Important : TLS is mandatory to every request in the XUA profile, as a consequence every endpoint has to use HTTPS.

Description

X-Service User will have to initiate a valid Get X-User Assertion transaction for an Assistant. The request must contains the Identity Assertion and the following attributes in the claims:

• The Purpose of Use MUST be provided as purposeofuse
• The Role of the subject MUST be provided as role
• The EPR-SPID of the targeted patient must be provided as resource-id
• The GLN of the healthcare professional the assistant is acting on behalf of MUST be provided as principal-id
• The name of the healthcare professional the assistant is acting on behalf of MUST be provided as principal-name
• The name of the subject's organization MAY be provided as organization
• The ID of the subject's organization MAY be provided as organization-id
  
  
  

The data recognized by the Assertion Provider Simulator and the IdP Simulator can be found here : https://ehealthsuisse.ihe-europe.net/authentication-simulator/home.seam

Then the X-Assertion Provider will check the validity of the GetXUserAssertionRequest and issue an assertion.

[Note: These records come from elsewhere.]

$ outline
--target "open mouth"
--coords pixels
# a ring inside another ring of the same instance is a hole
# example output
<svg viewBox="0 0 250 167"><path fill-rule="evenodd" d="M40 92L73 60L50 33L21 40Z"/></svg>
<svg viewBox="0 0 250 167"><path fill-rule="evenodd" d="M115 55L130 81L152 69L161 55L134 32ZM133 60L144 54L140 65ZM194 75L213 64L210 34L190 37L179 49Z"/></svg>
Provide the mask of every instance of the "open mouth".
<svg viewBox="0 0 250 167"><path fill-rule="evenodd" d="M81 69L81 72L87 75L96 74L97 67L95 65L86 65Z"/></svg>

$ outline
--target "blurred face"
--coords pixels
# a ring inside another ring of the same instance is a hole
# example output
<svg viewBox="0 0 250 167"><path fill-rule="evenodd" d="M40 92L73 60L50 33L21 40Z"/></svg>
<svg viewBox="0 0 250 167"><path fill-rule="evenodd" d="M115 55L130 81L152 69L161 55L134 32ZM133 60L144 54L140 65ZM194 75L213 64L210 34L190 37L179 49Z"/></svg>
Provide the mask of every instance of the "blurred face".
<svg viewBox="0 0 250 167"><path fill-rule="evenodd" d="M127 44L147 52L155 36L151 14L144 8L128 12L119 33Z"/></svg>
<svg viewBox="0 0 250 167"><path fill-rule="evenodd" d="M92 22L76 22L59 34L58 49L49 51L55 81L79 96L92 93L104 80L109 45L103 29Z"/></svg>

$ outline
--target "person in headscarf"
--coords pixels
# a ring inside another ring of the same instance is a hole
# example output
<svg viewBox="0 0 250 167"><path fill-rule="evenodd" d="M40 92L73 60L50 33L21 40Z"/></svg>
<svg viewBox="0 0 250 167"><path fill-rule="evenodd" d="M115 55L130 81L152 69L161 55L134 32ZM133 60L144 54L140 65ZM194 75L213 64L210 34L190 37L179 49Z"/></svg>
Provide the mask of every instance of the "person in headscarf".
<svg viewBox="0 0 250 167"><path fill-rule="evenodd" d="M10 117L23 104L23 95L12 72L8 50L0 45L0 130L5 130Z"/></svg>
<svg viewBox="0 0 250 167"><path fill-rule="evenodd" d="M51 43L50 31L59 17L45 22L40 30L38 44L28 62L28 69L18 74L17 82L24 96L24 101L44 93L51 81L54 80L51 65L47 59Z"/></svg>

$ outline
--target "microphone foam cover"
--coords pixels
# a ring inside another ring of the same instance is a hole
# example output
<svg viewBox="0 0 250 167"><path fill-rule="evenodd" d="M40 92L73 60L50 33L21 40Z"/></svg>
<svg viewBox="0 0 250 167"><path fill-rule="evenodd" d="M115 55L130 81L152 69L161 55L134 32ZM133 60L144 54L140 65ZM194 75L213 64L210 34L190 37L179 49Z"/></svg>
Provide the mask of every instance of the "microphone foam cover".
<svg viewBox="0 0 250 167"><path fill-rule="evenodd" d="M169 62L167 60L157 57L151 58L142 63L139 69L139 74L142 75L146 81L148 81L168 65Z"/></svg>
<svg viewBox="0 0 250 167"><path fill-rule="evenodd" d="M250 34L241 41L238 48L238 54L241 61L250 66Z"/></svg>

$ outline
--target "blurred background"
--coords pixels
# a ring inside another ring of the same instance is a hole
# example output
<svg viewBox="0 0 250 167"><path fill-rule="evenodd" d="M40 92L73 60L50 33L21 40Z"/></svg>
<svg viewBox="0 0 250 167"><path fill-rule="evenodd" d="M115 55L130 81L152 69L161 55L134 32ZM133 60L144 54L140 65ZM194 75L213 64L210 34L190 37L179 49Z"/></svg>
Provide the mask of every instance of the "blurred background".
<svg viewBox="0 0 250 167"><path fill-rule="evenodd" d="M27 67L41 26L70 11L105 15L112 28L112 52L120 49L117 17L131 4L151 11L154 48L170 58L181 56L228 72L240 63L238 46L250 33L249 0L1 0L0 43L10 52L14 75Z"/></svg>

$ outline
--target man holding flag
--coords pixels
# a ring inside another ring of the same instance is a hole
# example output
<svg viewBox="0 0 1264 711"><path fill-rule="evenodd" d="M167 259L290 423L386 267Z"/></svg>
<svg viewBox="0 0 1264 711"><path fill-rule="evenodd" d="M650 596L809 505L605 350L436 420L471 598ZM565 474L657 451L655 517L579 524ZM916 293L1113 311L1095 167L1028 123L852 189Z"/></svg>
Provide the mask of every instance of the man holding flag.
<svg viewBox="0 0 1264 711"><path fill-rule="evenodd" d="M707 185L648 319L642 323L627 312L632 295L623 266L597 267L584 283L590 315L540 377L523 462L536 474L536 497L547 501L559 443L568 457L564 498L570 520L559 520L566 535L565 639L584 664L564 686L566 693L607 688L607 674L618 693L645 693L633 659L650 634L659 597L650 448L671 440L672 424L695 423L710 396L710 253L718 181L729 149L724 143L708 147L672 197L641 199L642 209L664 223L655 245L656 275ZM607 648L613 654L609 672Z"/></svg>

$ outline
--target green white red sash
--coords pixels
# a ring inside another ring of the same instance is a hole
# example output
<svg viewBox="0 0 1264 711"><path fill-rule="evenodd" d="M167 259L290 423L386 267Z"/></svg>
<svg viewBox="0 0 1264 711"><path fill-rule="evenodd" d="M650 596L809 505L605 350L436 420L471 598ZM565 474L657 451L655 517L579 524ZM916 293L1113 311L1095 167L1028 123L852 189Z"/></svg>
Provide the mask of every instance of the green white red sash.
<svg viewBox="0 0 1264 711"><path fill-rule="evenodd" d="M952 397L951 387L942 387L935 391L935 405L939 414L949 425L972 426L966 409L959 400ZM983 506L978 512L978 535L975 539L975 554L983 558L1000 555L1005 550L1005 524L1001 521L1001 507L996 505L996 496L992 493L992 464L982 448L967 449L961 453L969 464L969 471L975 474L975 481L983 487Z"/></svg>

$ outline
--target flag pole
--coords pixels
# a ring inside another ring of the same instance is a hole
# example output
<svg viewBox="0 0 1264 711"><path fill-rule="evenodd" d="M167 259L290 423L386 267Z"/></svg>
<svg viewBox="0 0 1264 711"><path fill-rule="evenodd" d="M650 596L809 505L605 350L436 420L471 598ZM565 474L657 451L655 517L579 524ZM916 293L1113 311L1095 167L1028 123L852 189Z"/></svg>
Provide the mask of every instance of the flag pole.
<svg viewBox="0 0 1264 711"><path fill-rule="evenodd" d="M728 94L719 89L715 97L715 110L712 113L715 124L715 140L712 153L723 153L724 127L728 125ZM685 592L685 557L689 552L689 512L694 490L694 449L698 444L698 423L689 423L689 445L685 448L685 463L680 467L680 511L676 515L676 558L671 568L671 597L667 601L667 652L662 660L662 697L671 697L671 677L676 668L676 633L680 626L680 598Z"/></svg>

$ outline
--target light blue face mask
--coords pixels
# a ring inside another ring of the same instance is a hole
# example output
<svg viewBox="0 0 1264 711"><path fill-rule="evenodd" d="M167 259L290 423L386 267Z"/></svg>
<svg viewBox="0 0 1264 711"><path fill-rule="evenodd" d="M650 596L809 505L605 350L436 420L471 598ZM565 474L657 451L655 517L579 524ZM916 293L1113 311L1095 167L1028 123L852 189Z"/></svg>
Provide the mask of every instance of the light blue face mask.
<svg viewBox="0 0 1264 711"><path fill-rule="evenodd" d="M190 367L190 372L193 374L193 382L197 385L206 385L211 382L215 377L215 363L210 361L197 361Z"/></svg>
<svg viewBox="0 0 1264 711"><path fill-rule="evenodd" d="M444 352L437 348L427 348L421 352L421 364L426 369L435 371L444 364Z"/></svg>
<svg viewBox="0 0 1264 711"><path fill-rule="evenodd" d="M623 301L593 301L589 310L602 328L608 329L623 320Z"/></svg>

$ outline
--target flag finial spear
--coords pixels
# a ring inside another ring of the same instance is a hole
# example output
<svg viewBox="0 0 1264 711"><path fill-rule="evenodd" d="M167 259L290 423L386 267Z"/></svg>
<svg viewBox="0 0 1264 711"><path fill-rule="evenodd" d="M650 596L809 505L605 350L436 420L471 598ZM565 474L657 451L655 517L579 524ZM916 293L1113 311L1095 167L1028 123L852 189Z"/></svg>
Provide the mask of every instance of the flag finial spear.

The endPoint to use to play the X-Assertion Provider role as a simulator is: https://ehealthsuisse.ihe-europe.net:10443/STS?wsdl

For the Get X-User Assertion, the messages exchanged between your SUT and the Assertion Provider should have been recorded and be available in Gazelle Webservice Tester :

1. Access the messages in Gazelle Webservice Tester from the "Mock messages";
2. Find out the message of interest, you can use the filters to ease your search (we also recommand to do it before you move to the next step);
3. We want to verify the conformance of the request sent by your SUT, click on the play icon next to the request type;
4. You have been redirected to EVSClient, select CH:XUA in the EPR group and click on the "Go" button;
5. Once the page of the validator opens, select the appropriate entry in the drop-down list and click on "Validate";
6. When the validation report shows up, a pop-up raises, click on "OK";
7. Copy the permanent link of the message in the test step using the "add link" feature.

Evaluation

The validation global result for the entire XUA request must be PASSED and include the UserAuthenticationResponse.

The GetXUserAssertionResponse must not be a SOAP Fault and contain an assertion. No need for EVSClient validation.